Additionally, Devmatics disclaims any liability associated with any 3rd party provider the Devmatics might engage for the benefit of the Company. Devmatics and its licensors shall not be liable to customer or any third party for any loss of profits, revenue or goodwill, costs of procurement of substitute goods or services, loss or interruption of business, loss of anticipated savings, or loss of data, or any indirect, exemplary, punitive, special, incidental or consequential damages of any kind arising from or related to this agreement, however caused and regardless of the form of action whether in contract, tort including negligence , strict product liability or any other legal or equitable theory even if Devmatics has been advised of the possibility of such damages.
Our work is warrantied against all bugs in our code. It is to be noted that any tasks or enhancements or feature specification change or architecture changes related task beyond the functional requirements given in this agreement, shall not be considered as bugs or defects in the code, and those shall be done by Devmatics by taking separate time efforts and billed at our standard support rate.

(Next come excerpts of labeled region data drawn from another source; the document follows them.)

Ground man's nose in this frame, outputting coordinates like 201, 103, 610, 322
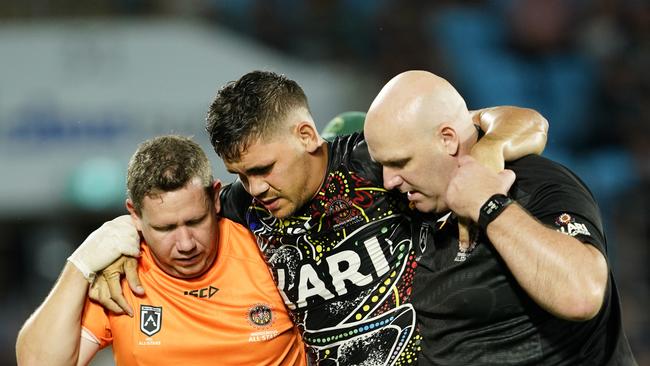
383, 167, 404, 190
176, 226, 196, 252
248, 178, 269, 197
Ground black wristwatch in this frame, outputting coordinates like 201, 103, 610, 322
478, 193, 514, 231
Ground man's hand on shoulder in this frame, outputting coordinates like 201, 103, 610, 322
88, 256, 144, 317
68, 215, 140, 283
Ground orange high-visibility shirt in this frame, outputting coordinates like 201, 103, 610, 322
82, 219, 305, 366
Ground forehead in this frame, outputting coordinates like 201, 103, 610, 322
224, 136, 289, 173
142, 180, 210, 221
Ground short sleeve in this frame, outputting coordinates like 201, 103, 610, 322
81, 299, 113, 348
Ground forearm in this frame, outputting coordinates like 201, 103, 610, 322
471, 106, 548, 169
16, 263, 88, 365
487, 204, 608, 320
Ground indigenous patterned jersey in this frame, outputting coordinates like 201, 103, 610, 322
221, 134, 420, 365
413, 155, 636, 366
82, 219, 306, 366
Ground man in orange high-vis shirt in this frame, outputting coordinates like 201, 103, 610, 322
16, 136, 306, 366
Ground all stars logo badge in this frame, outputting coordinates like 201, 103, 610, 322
140, 305, 162, 337
555, 213, 591, 236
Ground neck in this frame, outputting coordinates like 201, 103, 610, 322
309, 140, 329, 198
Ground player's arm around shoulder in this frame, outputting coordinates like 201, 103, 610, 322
471, 106, 548, 171
487, 204, 609, 321
16, 263, 99, 365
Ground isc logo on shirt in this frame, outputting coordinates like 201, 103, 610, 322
140, 305, 162, 337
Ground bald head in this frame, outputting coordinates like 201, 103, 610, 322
366, 70, 472, 140
364, 71, 476, 211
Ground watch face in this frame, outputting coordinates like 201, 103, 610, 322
478, 194, 512, 230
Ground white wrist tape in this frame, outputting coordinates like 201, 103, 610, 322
68, 215, 140, 283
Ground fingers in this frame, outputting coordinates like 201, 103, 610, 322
88, 276, 124, 314
458, 217, 470, 249
124, 257, 144, 296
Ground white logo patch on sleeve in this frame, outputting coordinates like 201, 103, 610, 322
555, 213, 591, 236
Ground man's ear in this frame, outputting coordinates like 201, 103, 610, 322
212, 179, 221, 215
438, 124, 460, 156
126, 198, 142, 232
295, 121, 320, 153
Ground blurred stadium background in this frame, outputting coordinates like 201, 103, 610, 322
0, 0, 650, 365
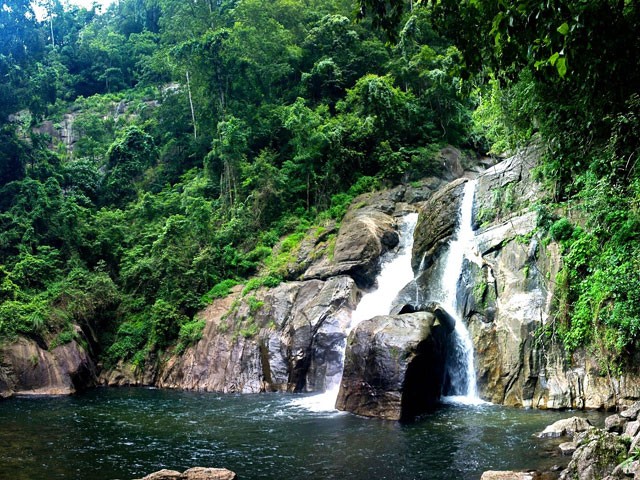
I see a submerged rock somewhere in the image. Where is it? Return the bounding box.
[560,428,628,480]
[136,467,238,480]
[336,312,452,420]
[0,338,97,397]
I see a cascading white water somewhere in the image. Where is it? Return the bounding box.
[436,181,484,404]
[292,213,418,412]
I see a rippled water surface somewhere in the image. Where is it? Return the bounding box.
[0,388,602,480]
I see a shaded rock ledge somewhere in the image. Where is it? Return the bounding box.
[336,312,455,420]
[140,467,238,480]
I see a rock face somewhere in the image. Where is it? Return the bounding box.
[336,312,454,420]
[402,148,640,409]
[480,470,536,480]
[0,338,96,397]
[560,428,628,480]
[538,417,592,438]
[156,276,357,393]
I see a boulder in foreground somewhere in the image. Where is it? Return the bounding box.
[136,467,238,480]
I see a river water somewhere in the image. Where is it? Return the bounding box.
[0,388,603,480]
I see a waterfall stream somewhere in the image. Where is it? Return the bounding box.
[435,181,483,404]
[292,213,418,412]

Devmatics shall have no obligation to investigate or correct problems including errors that cannot be reproduced by Devmatics based on information provided by Client, or that cannot be remedied due either to the operational characteristics of the computer equipment on which the Software is used; or to modifications to the Software made by Client or any third party.
Devmatics will use commercially reasonable efforts to provide the services under this Agreement; however, Client acknowledges that Devmatics cannot guarantee that every question, problem, issue or Error reported by Client can or will be resolved.